[R-sig-ME] Help with coding an intervention analysis with lmer()

Sun Aug 29 12:03:07 CEST 2010

Many thanks for the input! This is very interesting.

On 28 Aug 2010, at 17:00, Ista Zahn wrote:

> Hi all,
> I hesitate to weigh in on this, because I still consider myself a
> newbie with lme4. But I really think you're on the wrong track here,
> and I trust that someone will correct me if I'm wrong.
> 
> 
> 
> On Sat, Aug 28, 2010 at 2:58 AM, Dave Schoeman <d.schoeman at ulster.ac.uk> wrote:
>> 
>> Hi, many thanks for the thoughts; it is extremely useful to have outside input.
> 
>> <snip>

<snip>

>> I defined the random effect of (1| Group/Subject) purely on the basis of the experimental design: Subject is nested in Group (if you agree with the logic above).
> 
> I think this is where you go off the rails. Nesting refers to
> _grouping variables_, not to fixed effects. If I'm understanding
> correctly, group is not a grouping variable, it is a fixed effect with
> 2 repeatable levels: control and experimental.
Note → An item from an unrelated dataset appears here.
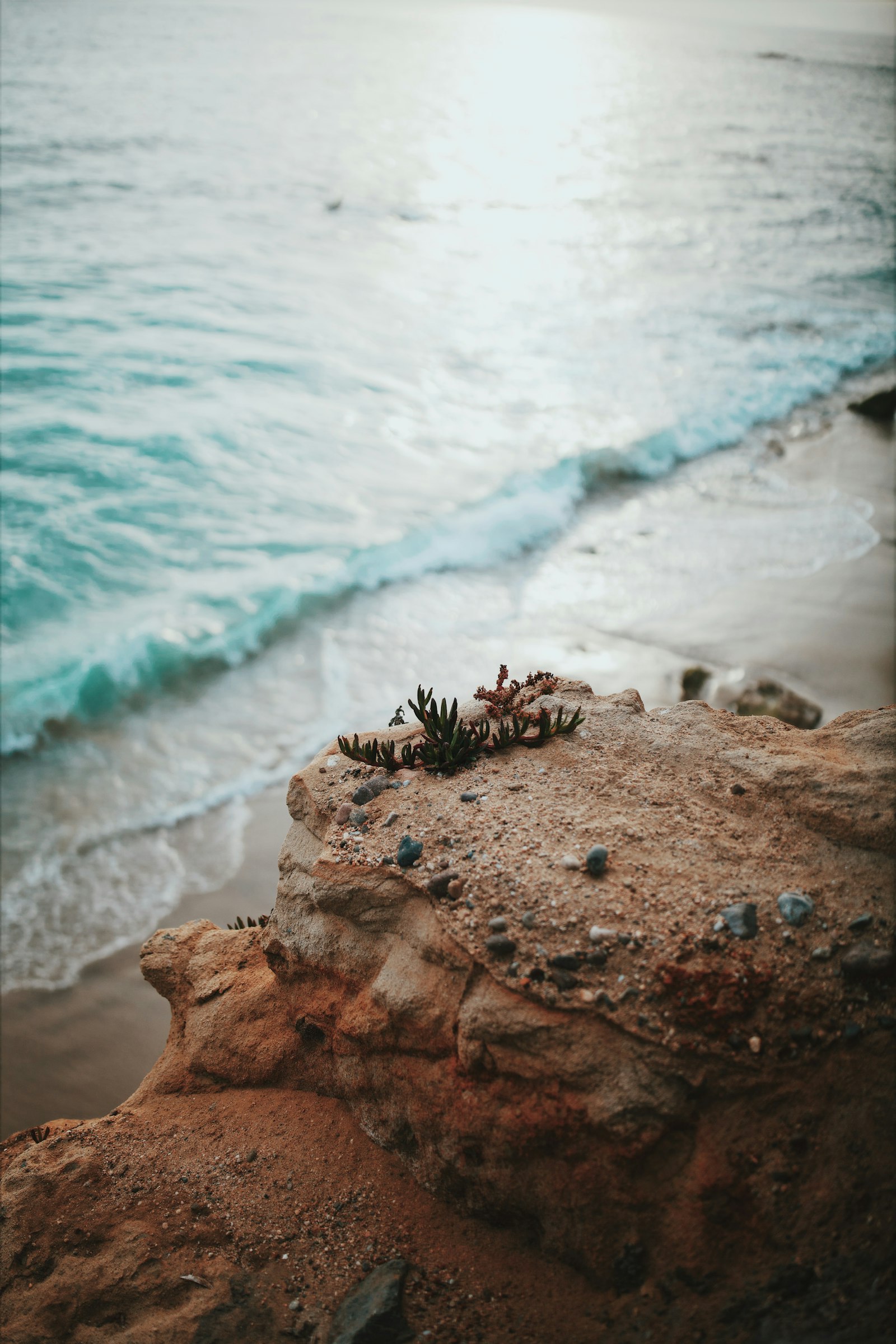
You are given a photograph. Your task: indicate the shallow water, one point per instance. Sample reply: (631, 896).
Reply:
(570, 253)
OK, I think this is a fundamental question. In my understanding, nesting arises when levels of one factor (here Subject) are present in only one level of another factor (here Group). In other words, Subjects 1-10 occur only in the Control Group, and Subjects 11-20 occur only in the Experiment Group. If each Subject occurred in each Group, Subject and Group would be crossed. The same goes for BA and Year: Years 1990-1993 are Before and Years 1994-1997 are After, so again Year is nested within BA. If this nesting is correct, then should I not try to estimate the effects of each? And if I should, the question is HOW? I agree with you that my model specification looks like gobbledygook, but it is just an attempt to model all components of variance.

<snip>

>> The term BA/Year:Group is unclear, I agree. What it means is that I want to add an interaction term on a nested factor: Year (within BA) x Group. Similarly Group/Subject:BA is the interaction of Subject (within Group) x BA. Finally, there SHOULD be a term for Year (within BA) x Subject (within Group), but these data are unreplicated at this level, so this term is not estimable in conventional anova (so it is omitted to contribute to the residual variance). I understand that these interactions are difficult to read, and I tried to resolve this by isolating the nested terms in brackets, but this seems to make no difference to R.
> 
> I don't think this is right. I don't think you need to specify nesting
> this way, especially in the fixed-effects part of the model. The way I
> see it, you have only one grouping factor, and that is Subject.
> 
> If we go back to your original model specification, you had
> 
> mod <- lmer(Attack ~ Group*BA + BA/Year + BA/Year:Group +
> Group/Subject:BA + (1|Group/Subject), data = dat, family = poisson)
> 
> in my view that is gobbledygook. You have Group as a fixed effect
> predictor, but also as a grouping factor, and I don't think that makes
> any sense. I also don't think that those nesting statements in the
> fixed-effects specification make any sense, but it's possible I'm the
> one who doesn't understand lmer syntax... Anyway, I would do something
> like
> 
> Subject <- c(rep(c(1:20), 8))
> Group <- c(rep(c(rep("C", 10), rep("E", 10)), 8))
> BA <- c(rep("Bef", 80), rep("After", 80))
> Year <- c(rep(1990, 20), rep(1991, 20), rep(1992, 20), rep(1993, 20),
> rep(1994, 20), rep(1995, 20), rep(1996, 20), rep(1997, 20))
> 
> Attack <- c(rpois(10, lambda = 10), rpois(10, lambda = 12), rpois(10,
> lambda = 10), rpois(10, lambda = 12), rpois(10, lambda = 10),
> rpois(10, lambda = 12), rpois(10, lambda = 10), rpois(10, lambda =
> 12), rpois(10, lambda = 15), rpois(10, lambda = 3), rpois(10, lambda =
> 15), rpois(10, lambda = 3), rpois(10, lambda = 15), rpois(10, lambda =
> 3), rpois(10, lambda = 15), rpois(10, lambda = 3))
> 
> dat <- data.frame(Attack, Subject, Group, BA, Year)
> dat$Subject <- factor(dat$Subject)
> dat$Year <- dat$Year - 1994
> dat$BA <- relevel(dat$BA, ref="Bef")
> 
> 
> library(lme4)
> 
> mod <- lmer(Attack ~ Group*Year + Group*BA + (1|Subject), data=dat,
> family=poisson)
> 
> This tests whether the difference in Attack before and after differs
> by Group, and whether the trajectory of Attack over time (Year)
> differs by Group. Note that year is numeric and re-centered at 1994
> (the year the intervention started).

Yes, I agree that your model tests the hypotheses I'm interested in, and the model-building process ends up in the same place, irrespective if whether you start with my model or yours (both with the simulated data provided, or with the real data). BUT, should the model not start by including all terms?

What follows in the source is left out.